Ihre Arbeit mit Familienskulpturen bereitete den Weg für die heutige Technik der Familien- und Systemaufstellung. „Von Virginia Satir, die Skulpturarbeit in die Familientherapie integrierte, übernahm Thea Schönfelder den spielerischen Umgang mit Form und Haltung. Als Beispiel nannte sie den Satz ‚Ich häng’ an Dir’, den sie realistisch darstellen ließ. Rasch wurde den Beteiligten deutlich, dass eine derartige Beziehung für beide zur Belastung geworden war. In der Schönfelder’schen Familienskulptur stellt ein Betroffener die anderen Beteiligten derart auf, wie sie seiner Meinung nach zueinander stehen. Jeder bleibt schweigend kurze Zeit in der vorgegebenen Haltung und wird danach befragt, wie es ihm oder ihr in ihrer Position ergangen ist. Das Abfragen der persönlichen Wahrnehmung erfolgt in derselben Art und Weise, wie es später in Familien- und Strukturaufstellung üblich geworden ist. Danach können die Beteiligten spontan bessere Position wählen und werden erneut abgefragt. Letztendlich erfahren alle Familienmitglieder mehr über sich selbst und die anderen Mitglieder des ‚Systems’, dem sie angehören. (…) Insbesondere für die Einzelarbeit mit psychotischen Jugendlichen erschien diese Form wertvoll: ‚Weil man unter Umständen gar keinen andern Kontakt aufnehmen konnte, als über Berührung, über symbolische Bezüge’, so Thea Schönfelder.“[1]
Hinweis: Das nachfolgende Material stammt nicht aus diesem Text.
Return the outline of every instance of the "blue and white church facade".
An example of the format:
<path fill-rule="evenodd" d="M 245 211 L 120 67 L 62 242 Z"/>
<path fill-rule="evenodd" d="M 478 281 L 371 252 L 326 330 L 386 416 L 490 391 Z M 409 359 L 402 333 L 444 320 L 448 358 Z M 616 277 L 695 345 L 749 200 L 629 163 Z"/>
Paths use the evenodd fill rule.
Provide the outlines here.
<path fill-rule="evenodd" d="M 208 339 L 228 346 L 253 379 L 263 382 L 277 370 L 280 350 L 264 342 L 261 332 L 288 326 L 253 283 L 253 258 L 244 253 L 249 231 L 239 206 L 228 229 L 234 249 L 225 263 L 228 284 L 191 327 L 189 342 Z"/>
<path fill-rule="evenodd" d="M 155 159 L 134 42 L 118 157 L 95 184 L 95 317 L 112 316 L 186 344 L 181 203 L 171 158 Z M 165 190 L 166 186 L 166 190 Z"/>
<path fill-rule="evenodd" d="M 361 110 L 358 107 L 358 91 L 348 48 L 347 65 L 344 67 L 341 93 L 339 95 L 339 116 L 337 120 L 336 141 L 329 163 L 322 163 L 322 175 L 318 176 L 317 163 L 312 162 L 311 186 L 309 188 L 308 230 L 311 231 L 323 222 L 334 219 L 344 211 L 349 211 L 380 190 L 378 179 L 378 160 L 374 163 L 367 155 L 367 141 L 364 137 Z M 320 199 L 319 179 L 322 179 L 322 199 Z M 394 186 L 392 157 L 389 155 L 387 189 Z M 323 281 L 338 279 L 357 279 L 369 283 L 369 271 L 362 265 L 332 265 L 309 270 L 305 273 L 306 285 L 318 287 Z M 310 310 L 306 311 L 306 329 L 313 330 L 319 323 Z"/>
Im Alter von 62 Jahren zog sich Thea Louise Schönfelder 1987 aus ihren institutionellen Aufgaben in ein selbstbestimmtes Privatleben zurück. Sie war weiterhin in Fortbildung und Supervision tätig. Zusätzlich entfaltete sie neue Interessen und Tätigkeitsbereiche: Sie beschäftigte sich intensiv mit Kreativem Schreiben, leitete dazu Seminare in der Seniorenakademie, sang im Chor der Seniorenkantorei St. Nikolai und wirkte in Altentheater-Projekten am Deutschen Schauspielhaus und am Ernst-Deutsch-Theater mit. Dabei setzte sie sich bewusst und gestalterisch mit ihrer eigenen Generation, dem Prozess des Alterns und dem Tod auseinander.
Sie war vielen Menschen eine zuverlässige, warmherzige Freundin und kluge Beraterin. Voll Freude lebte sie ihre Rolle als Großmutter.